A series of unprecedented earthquakes wreaks havoc across the globe, laying waste to Western Europe and leaving protagonist Matthew Cotter as one of the few survivors on the island of Guernsey, having fortuitously been outside in the middle of the night when the quake collapsed most structures. The earthquake has dramatically changed the landscape and drained the English Channel, and Matthew eventually resolves to trek north across the dry seabed to try to find his daughter in England.

It’s an original conceit for an apocalyptic novel, but unfortunately suffers from being written by somebody who had perhaps at this point in his career written too many of them. Literally the first day after the disaster, Matthew has accepted that this is truly the end of civilisation and is speculating about how things will unfold for the survivors not just in the days and weeks ahead, but the years and generations; I’m sure a writer of post-apocalyptic fiction would do that, but probably not a Guernsey horticulturalist. It’s also only a few days before the other Guernsey survivors are descending into caveman rule, asserting which men “own” which women and so on, and when Matthew gets to the mainland he finds it’s collapsed into brutal anarchy with survivors killing and raping and plundering with abandon, when there’s not even any real scarcity or competition for resources yet. (The vast majority of people are dead; tinned food lies in every ruin for the taking.) This is in stark contrast to Christopher’s earlier novel The Death of Grass, which illustrates how civility and peacefulness can crumble quite quickly when there are suddenly too many mouths and not enough food, i.e. when there is a material reason for them to do so. In A Wrinkle in the Skin it just seems silly.

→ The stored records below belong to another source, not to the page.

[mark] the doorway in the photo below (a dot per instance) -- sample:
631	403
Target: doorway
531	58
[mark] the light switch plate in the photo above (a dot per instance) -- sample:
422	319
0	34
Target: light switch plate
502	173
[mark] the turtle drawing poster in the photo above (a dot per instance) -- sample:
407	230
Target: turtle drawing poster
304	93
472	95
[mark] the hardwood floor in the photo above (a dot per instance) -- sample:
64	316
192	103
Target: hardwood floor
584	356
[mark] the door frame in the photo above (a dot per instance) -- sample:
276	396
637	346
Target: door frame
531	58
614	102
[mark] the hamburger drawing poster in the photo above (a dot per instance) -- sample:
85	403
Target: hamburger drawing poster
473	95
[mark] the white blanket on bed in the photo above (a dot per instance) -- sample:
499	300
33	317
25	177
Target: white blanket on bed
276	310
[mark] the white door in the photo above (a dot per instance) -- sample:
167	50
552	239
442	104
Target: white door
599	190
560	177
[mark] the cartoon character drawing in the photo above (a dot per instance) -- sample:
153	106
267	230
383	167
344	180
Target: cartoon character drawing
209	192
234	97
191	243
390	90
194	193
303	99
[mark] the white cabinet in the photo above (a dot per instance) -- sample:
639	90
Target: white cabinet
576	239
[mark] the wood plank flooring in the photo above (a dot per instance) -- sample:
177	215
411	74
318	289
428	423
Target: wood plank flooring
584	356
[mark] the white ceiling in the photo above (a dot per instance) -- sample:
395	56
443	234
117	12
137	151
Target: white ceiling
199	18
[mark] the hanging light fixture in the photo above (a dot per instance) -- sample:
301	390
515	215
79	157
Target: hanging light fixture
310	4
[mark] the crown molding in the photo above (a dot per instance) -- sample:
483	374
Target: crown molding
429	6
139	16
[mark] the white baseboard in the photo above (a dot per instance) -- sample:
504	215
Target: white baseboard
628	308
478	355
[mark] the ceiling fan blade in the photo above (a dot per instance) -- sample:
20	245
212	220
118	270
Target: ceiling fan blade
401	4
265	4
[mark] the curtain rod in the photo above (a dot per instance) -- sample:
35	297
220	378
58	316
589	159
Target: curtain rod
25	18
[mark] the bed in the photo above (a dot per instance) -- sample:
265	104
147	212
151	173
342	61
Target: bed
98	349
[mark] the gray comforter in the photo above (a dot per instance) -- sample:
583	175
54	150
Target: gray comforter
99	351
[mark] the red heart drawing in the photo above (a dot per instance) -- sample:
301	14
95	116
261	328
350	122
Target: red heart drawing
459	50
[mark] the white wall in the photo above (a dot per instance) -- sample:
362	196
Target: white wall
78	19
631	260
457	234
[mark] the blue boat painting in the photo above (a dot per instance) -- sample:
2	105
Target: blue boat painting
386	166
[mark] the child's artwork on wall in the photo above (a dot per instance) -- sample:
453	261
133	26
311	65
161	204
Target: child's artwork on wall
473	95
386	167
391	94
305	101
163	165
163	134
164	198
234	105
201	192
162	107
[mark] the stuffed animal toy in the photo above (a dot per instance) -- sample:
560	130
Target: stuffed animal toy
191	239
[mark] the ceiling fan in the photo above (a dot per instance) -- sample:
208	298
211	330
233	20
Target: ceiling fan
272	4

The Death of Grass is also the superior novel for demonstrating, unlike much post-apocalyptic fiction, that most people would be quite willing to hurt others to save themselves and their children; it does so by having the main characters violently attack and kill an innocent family to take their food, flipping the usual cliche of “good people” and “bad people” that you see even in acclaimed post-apocalyptic fiction like The Road. A Wrinkle in the Skin, on the other hand, hews more closely to Christopher’s curiously English outlook I identified in The World in Winter: his conceit (laid out here explicitly, at one point) that in the event of a disaster like this, the middle class would be a steady, civilised hand on the tiller while the working class, if left to themselves, would descend into a violent, anarchic rabble, referred to here as “oiks” or “yobbos.”

It’s a fairly offensive stance, though difficult to tell how much of it is subconscious and how much Christopher would have held to it if anybody had ever challenged him on it. Maybe it was also present in his better novels like The Death of Grass, and I unwittingly passed over it; I read them when I was much younger and before I’d lived in England and realised how pervasive their class structure is even in the 21st century, let alone Christopher’s day. I don’t have any illusions about whether peaceful civilisation could endure an event like this, but I don’t believe that it would disintegrate that quickly, and I certainly don’t believe it would fragment along class lines – that’s a ridiculous English fantasy. (And this is all without touching on the book’s sexism which at times becomes outright misogyny, puzzlingly uncharacteristic of Christopher.)

It’s still a decent book for all that. I try not to judge writers too harshly for being a product of their age, and it really only stuck out here for me because it’s by far the most explicit presentation of Christopher’s class prejudice I’ve yet read. There are some great set-pieces, particularly the trek across the dried-out seabed of the English Channel, and the half-mad Greek captain living in his luxurious beached tanker. There’s an interesting dynamic that develops between Matthew and the young boy he rescues and takes under his wing, with the former feeling a constant guilt for endangering the kid by dragging him across England looking for his own daughter. A Wrinkle in the Skin is a good read; just take Christopher’s prognostications about how the post-apocalyptic chips might fall with a pinch of salt.